While the online debate rages on, Apple loyalists are growing nervous about the number of security cracks and exploits as of late. The issue is laid out nicely in Forbes by Zak Doffman, a security expert.

The argument itself shines light on the real issue: what is the best way to ensure privacy, control, and security? Set aside the sex appeal of the product itself for a moment. Apple has done that well, but since Steve Jobs moved on to the next sphere, the innovation momentum has slowed and the design mostly unchanged. To be fair, once a design works the modifications it needs are minimal. But take Android: the quality of the system has improved rapidly and now the security is on par or even better than IOS. 

Why is this?

Apple innovation has long been an exclusive club, closed and centralized. To an emerging market of technology adopters, that strategy is brilliant. What Apple has said all along is: “Let us do the work behind the scenes and make everything simple for you.” But as users started looking under the hood, and security threats heightened, it felt like they were becoming too dependent on the Apple gods.

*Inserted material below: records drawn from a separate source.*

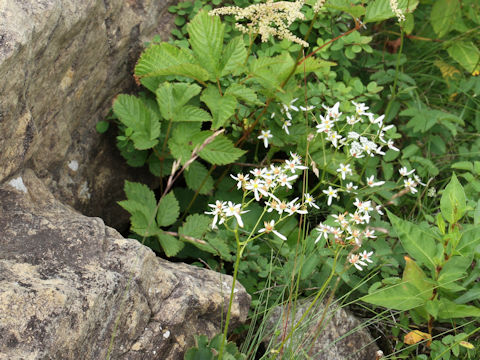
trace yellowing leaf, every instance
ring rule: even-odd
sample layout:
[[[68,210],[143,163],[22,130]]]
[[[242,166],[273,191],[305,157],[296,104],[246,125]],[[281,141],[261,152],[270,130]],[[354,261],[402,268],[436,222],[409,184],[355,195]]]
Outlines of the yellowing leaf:
[[[432,335],[421,332],[420,330],[413,330],[403,338],[403,342],[407,345],[413,345],[423,340],[428,340],[427,346],[430,345]]]
[[[445,80],[449,80],[453,78],[455,75],[460,75],[460,70],[458,70],[455,66],[447,64],[444,61],[436,60],[433,64],[440,70],[442,73],[442,77]]]
[[[459,345],[467,349],[475,349],[475,346],[473,346],[473,344],[469,343],[468,341],[460,341]]]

Meanwhile, open source created an opportunity for Android to really accelerate development while staying in tune with what users want. 

Enter decentralization.

So if the two systems are relatively even now in terms of vulnerability, the next step is to decentralize storage to prevent mass exploitation. This is something Apple will be slow to do. The cloud is easy, cheap, and convenient. Investing in a decentralized system would be astronomically expensive, and cut off a chief revenue source: our data.

To provide real security, real privacy, and innovation at the speed of market demand, we need a new Apple. Think about it: Apple was the young innovators that took on the staid business machines of their time: IBM and Xerox. They appealed to the masses with their simplicity. Everybody wanted a computer, few knew how to use them. Mac was the answer.

Now Apple has become the company too big to make the radical changes the people want. They even defy the rights of citizens and the constitution by collecting personal data and refusing to cooperate with the Department of Justice.

These changes have to start from the bottom up. Decentralized storage to take security to a new level. Control of content and the ability to block threats at the firmware level. These are the earth-shaking, paradigm shifting changes that are taking us from steam locomotives to jet airliners. You simply can’t build an airline using railroad infrastructure.